Last year’s firestorm was particularly shocking since the state rarely sees widespread lightning in the summer dry season. The flames also attacked coastal redwoods, another ancient and striking species of tree only found in a few locations in California.
But with unprecedented becoming the norm, it’s unclear what the future will hold for these ancient trees adapted to a climate of the past. Thomas Swetnam, an emeritus tree ring researcher at the University of Arizona, said in an email at the time of the firestorm last year that, “Generally, coast redwoods and giant sequoias now occur in small, isolated groves. Very hot, large, high severity fires could kill many or all trees in some groves. In increasingly warm and dry climates we are not sure if they will regenerate.”

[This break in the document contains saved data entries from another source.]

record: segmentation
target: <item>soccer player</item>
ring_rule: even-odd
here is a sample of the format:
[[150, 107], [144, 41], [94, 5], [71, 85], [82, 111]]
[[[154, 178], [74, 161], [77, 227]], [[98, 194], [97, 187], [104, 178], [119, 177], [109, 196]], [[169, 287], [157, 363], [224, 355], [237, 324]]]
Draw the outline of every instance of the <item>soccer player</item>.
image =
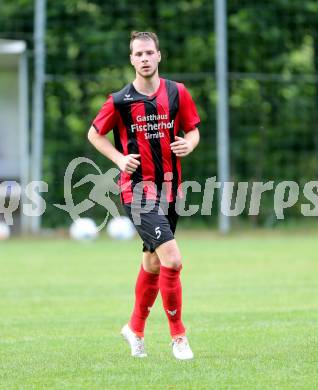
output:
[[[175, 204], [177, 196], [182, 196], [180, 159], [199, 143], [200, 118], [185, 86], [159, 77], [160, 61], [157, 35], [132, 32], [130, 62], [136, 77], [108, 97], [92, 123], [88, 139], [121, 170], [121, 201], [143, 240], [135, 305], [121, 334], [132, 356], [147, 356], [144, 328], [160, 291], [173, 354], [186, 360], [192, 359], [193, 353], [181, 317], [182, 261], [174, 238], [178, 220]], [[111, 130], [115, 146], [105, 137]], [[179, 136], [180, 131], [184, 137]], [[140, 187], [143, 183], [146, 184]], [[147, 202], [152, 205], [148, 212], [140, 213], [140, 223], [133, 216], [134, 198], [138, 195], [141, 208]]]

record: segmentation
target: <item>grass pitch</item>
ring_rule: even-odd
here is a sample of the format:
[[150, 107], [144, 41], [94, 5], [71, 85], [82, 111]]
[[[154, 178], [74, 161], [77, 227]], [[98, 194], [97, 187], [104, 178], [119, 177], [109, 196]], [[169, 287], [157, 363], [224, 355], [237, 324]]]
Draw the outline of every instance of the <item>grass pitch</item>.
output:
[[316, 235], [178, 239], [190, 362], [172, 357], [160, 296], [147, 359], [119, 335], [138, 240], [0, 243], [0, 388], [317, 389]]

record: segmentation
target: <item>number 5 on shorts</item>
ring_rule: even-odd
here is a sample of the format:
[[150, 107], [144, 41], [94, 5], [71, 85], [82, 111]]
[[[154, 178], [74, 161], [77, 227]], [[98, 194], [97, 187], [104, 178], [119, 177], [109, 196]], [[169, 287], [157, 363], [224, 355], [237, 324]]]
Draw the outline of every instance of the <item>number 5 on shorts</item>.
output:
[[156, 227], [155, 232], [156, 232], [156, 236], [157, 236], [157, 240], [158, 240], [160, 238], [160, 236], [161, 236], [160, 226]]

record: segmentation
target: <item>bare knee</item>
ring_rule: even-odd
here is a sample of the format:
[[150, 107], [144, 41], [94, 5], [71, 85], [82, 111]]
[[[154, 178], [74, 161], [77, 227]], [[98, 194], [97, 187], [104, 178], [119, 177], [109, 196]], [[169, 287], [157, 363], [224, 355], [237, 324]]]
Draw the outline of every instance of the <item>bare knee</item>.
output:
[[159, 274], [160, 260], [156, 253], [144, 252], [142, 264], [146, 272], [151, 272], [152, 274]]
[[156, 253], [163, 266], [174, 269], [179, 269], [181, 267], [181, 252], [175, 240], [160, 245], [157, 248]]
[[182, 265], [181, 254], [175, 254], [162, 262], [162, 265], [168, 268], [179, 269]]

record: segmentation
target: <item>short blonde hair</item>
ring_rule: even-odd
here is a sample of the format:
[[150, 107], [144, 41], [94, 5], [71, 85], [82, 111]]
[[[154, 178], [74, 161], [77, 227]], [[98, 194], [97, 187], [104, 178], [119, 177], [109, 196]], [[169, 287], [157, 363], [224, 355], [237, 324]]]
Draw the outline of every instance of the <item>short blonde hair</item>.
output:
[[130, 52], [132, 52], [132, 44], [135, 39], [152, 40], [156, 45], [156, 49], [159, 50], [159, 39], [156, 33], [151, 31], [132, 31], [130, 33]]

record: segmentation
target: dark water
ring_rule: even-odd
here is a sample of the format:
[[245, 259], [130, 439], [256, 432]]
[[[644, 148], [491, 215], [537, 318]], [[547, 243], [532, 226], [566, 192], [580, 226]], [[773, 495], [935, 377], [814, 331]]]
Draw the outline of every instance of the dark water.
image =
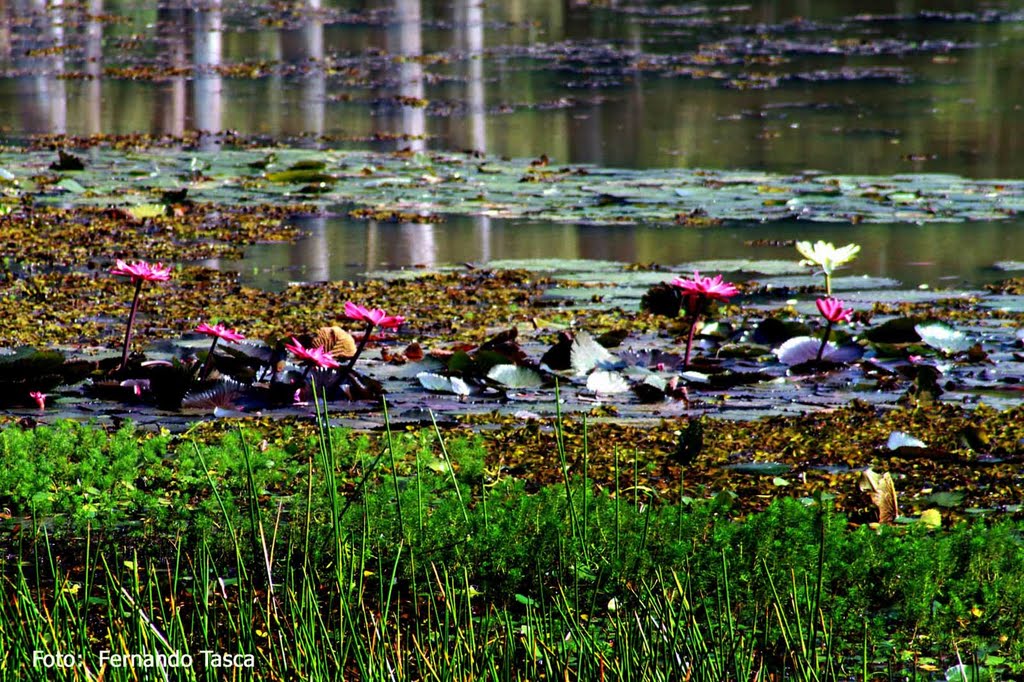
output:
[[[0, 17], [8, 143], [152, 134], [215, 148], [230, 131], [621, 167], [1024, 177], [1020, 2], [0, 0]], [[530, 254], [670, 264], [756, 256], [744, 240], [797, 236], [857, 241], [878, 254], [864, 271], [915, 281], [976, 281], [997, 260], [1024, 260], [1020, 221], [758, 235], [484, 220], [310, 228], [306, 243], [257, 249], [248, 265], [319, 279]]]

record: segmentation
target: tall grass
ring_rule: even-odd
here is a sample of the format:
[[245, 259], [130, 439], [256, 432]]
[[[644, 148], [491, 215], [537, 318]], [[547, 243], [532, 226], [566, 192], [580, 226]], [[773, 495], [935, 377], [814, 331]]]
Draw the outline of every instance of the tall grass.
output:
[[[43, 517], [12, 531], [0, 679], [868, 680], [887, 662], [869, 661], [867, 614], [852, 640], [837, 622], [828, 543], [845, 531], [820, 506], [743, 536], [714, 502], [659, 503], [635, 457], [620, 489], [618, 452], [614, 493], [597, 493], [586, 438], [570, 475], [561, 419], [562, 481], [536, 495], [463, 478], [436, 423], [428, 453], [400, 457], [387, 424], [379, 451], [342, 462], [317, 405], [308, 480], [287, 498], [264, 489], [244, 432], [236, 486], [192, 444], [208, 532], [156, 546], [91, 527], [57, 540]], [[807, 563], [756, 544], [793, 532], [791, 513], [816, 529]], [[45, 666], [59, 654], [71, 665]], [[243, 667], [215, 667], [224, 655]], [[161, 664], [175, 656], [190, 664]]]

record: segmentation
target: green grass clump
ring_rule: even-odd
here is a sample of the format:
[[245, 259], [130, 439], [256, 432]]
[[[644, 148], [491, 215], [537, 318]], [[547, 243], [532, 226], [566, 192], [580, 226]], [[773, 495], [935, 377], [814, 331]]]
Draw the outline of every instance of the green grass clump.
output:
[[104, 650], [188, 652], [183, 680], [220, 679], [204, 649], [281, 680], [1024, 663], [1019, 521], [855, 527], [820, 497], [747, 514], [726, 494], [659, 497], [635, 473], [594, 485], [585, 450], [579, 475], [534, 489], [489, 468], [484, 436], [442, 436], [3, 431], [0, 677], [73, 651], [66, 679], [97, 679]]

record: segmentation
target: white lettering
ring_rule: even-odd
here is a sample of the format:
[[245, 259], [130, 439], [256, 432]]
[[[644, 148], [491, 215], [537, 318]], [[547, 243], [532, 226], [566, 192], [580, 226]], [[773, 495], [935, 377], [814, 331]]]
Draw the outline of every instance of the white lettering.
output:
[[32, 667], [34, 668], [73, 668], [78, 663], [74, 654], [70, 653], [47, 653], [35, 649], [32, 652]]
[[207, 668], [255, 668], [256, 657], [252, 654], [226, 654], [203, 649], [203, 665]]

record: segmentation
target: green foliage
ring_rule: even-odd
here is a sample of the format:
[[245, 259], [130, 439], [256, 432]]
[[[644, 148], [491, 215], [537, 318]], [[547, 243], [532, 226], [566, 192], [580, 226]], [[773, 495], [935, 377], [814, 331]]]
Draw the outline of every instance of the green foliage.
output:
[[[117, 564], [126, 536], [144, 539], [158, 564], [206, 565], [193, 580], [220, 576], [239, 590], [335, 586], [334, 596], [306, 595], [304, 609], [376, 609], [387, 620], [455, 590], [471, 595], [467, 613], [490, 614], [474, 627], [505, 632], [540, 619], [530, 627], [549, 646], [572, 635], [593, 646], [633, 637], [639, 647], [649, 633], [629, 631], [607, 605], [646, 605], [688, 628], [691, 644], [732, 633], [732, 653], [710, 659], [717, 672], [706, 679], [748, 670], [749, 656], [774, 642], [804, 652], [789, 665], [835, 672], [858, 655], [865, 627], [883, 659], [925, 641], [933, 655], [959, 647], [1024, 661], [1024, 541], [1009, 518], [874, 530], [808, 500], [741, 517], [727, 496], [616, 496], [582, 477], [528, 492], [524, 480], [488, 469], [481, 436], [444, 448], [427, 430], [324, 436], [239, 430], [197, 444], [130, 424], [113, 433], [71, 422], [9, 428], [0, 433], [0, 506], [13, 518], [2, 523], [24, 528], [34, 515], [49, 551], [71, 557], [89, 533], [93, 557]], [[3, 541], [9, 553], [20, 551], [14, 537]], [[224, 589], [211, 583], [208, 593]], [[675, 650], [659, 651], [667, 661]]]

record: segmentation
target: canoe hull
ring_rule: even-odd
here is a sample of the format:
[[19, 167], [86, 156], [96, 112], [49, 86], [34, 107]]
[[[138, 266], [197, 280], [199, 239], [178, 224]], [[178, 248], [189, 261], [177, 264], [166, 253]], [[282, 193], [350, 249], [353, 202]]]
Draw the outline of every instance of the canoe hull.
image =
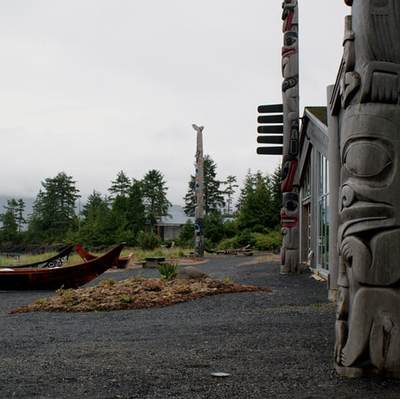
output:
[[77, 288], [94, 280], [112, 267], [123, 245], [118, 245], [103, 256], [88, 262], [52, 269], [0, 270], [1, 290], [54, 290]]

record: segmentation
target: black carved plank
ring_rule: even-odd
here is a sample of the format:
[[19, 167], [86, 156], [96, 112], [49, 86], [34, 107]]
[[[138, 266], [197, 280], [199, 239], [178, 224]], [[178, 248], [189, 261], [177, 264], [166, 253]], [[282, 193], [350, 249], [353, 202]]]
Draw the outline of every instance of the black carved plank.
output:
[[258, 126], [257, 132], [261, 134], [280, 134], [283, 133], [283, 125]]
[[283, 136], [258, 136], [257, 143], [260, 143], [260, 144], [283, 144]]
[[282, 155], [283, 147], [258, 147], [259, 155]]
[[283, 112], [282, 104], [271, 104], [271, 105], [259, 105], [258, 113], [260, 114], [276, 114]]
[[283, 123], [283, 115], [260, 115], [257, 120], [258, 123]]

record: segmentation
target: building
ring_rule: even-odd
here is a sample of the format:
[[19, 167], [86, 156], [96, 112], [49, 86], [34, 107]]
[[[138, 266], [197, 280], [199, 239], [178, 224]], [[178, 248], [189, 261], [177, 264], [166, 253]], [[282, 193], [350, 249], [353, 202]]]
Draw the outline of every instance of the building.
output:
[[329, 276], [329, 177], [326, 107], [306, 107], [300, 131], [299, 187], [300, 262]]
[[168, 209], [168, 215], [163, 216], [156, 225], [158, 235], [163, 241], [176, 240], [182, 227], [189, 220], [194, 223], [194, 218], [186, 216], [180, 205], [171, 205]]

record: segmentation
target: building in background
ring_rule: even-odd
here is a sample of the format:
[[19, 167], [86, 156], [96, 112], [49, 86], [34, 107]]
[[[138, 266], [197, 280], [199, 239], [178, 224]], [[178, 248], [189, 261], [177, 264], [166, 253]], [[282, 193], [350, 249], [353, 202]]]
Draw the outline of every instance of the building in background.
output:
[[180, 205], [171, 205], [168, 209], [168, 216], [163, 216], [156, 225], [158, 235], [163, 241], [176, 240], [188, 220], [194, 223], [194, 218], [186, 216]]

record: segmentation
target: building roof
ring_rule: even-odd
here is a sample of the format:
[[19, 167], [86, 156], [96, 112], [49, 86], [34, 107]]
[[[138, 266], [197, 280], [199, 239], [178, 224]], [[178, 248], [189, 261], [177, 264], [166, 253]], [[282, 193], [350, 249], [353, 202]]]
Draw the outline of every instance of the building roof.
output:
[[325, 126], [328, 126], [326, 107], [306, 107], [306, 110], [313, 114]]
[[183, 207], [180, 205], [171, 205], [168, 209], [168, 216], [163, 216], [158, 225], [182, 225], [188, 220], [194, 222], [194, 218], [186, 216]]

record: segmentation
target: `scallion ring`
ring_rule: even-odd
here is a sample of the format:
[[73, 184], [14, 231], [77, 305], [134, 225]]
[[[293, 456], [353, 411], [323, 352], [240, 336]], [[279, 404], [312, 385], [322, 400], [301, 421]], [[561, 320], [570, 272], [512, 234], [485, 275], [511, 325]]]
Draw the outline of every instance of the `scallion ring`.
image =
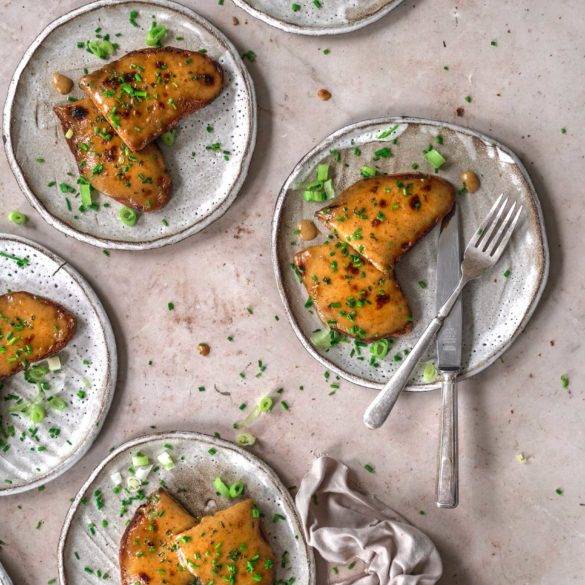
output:
[[246, 489], [246, 486], [241, 481], [236, 481], [236, 483], [232, 483], [229, 487], [230, 492], [230, 499], [239, 498]]
[[28, 418], [35, 424], [43, 422], [45, 415], [45, 409], [40, 404], [33, 404], [28, 411]]
[[213, 480], [213, 488], [220, 496], [224, 498], [230, 497], [230, 488], [224, 483], [221, 477], [218, 476]]
[[260, 409], [260, 412], [270, 412], [273, 406], [274, 400], [272, 400], [270, 396], [264, 396], [263, 398], [260, 399], [260, 402], [258, 403], [258, 408]]
[[8, 221], [11, 221], [16, 225], [24, 225], [28, 221], [28, 217], [20, 211], [11, 211], [8, 214]]
[[241, 447], [251, 447], [256, 443], [256, 437], [252, 433], [238, 433], [236, 443]]
[[379, 339], [370, 345], [370, 353], [378, 359], [383, 359], [388, 355], [390, 342], [387, 339]]
[[120, 221], [124, 225], [130, 227], [135, 225], [136, 222], [138, 221], [138, 214], [129, 207], [122, 207], [122, 209], [120, 209], [120, 211], [118, 212], [118, 217], [120, 218]]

“The precise threshold of climate change (rising temperatures, increasing drought magnitude, etc.) that may cause large and frequent high severity fires burning over entire groves, and the inability of trees to recover, are not known for coast redwoods or giant sequoias,” he added. “The fact that we are seeing some mortality of 1,000-plus year old trees now in some groves is a warning though that we may be approaching these thresholds.”
It raises challenging questions for how we protect the remaining trees—and the even more somber prospect of letting them go. Most sequoias reside in national parks, be it Sequoia, Kings Canyon, or Yosemite. The National Park Service recently published new guidance on how the park planners should be getting ready for climate change, including embracing change as part of resource management. Ominously, the report also notes (emphasis ours): “The scope, pace, and magnitude of climate-related changes will continue to present new challenges for the National Park Service, with an accompanying reality that it will not be possible to safeguard all park resources, processes, assets, and values in their current form or context over the long term.”
Given that sequoias are the namesake of a park and sit on the very emblem of the agency, it’s unlikely they’ll be tossed into the pyre of the climate crisis. But in protecting them, resource managers will need to decide what to possibly let go.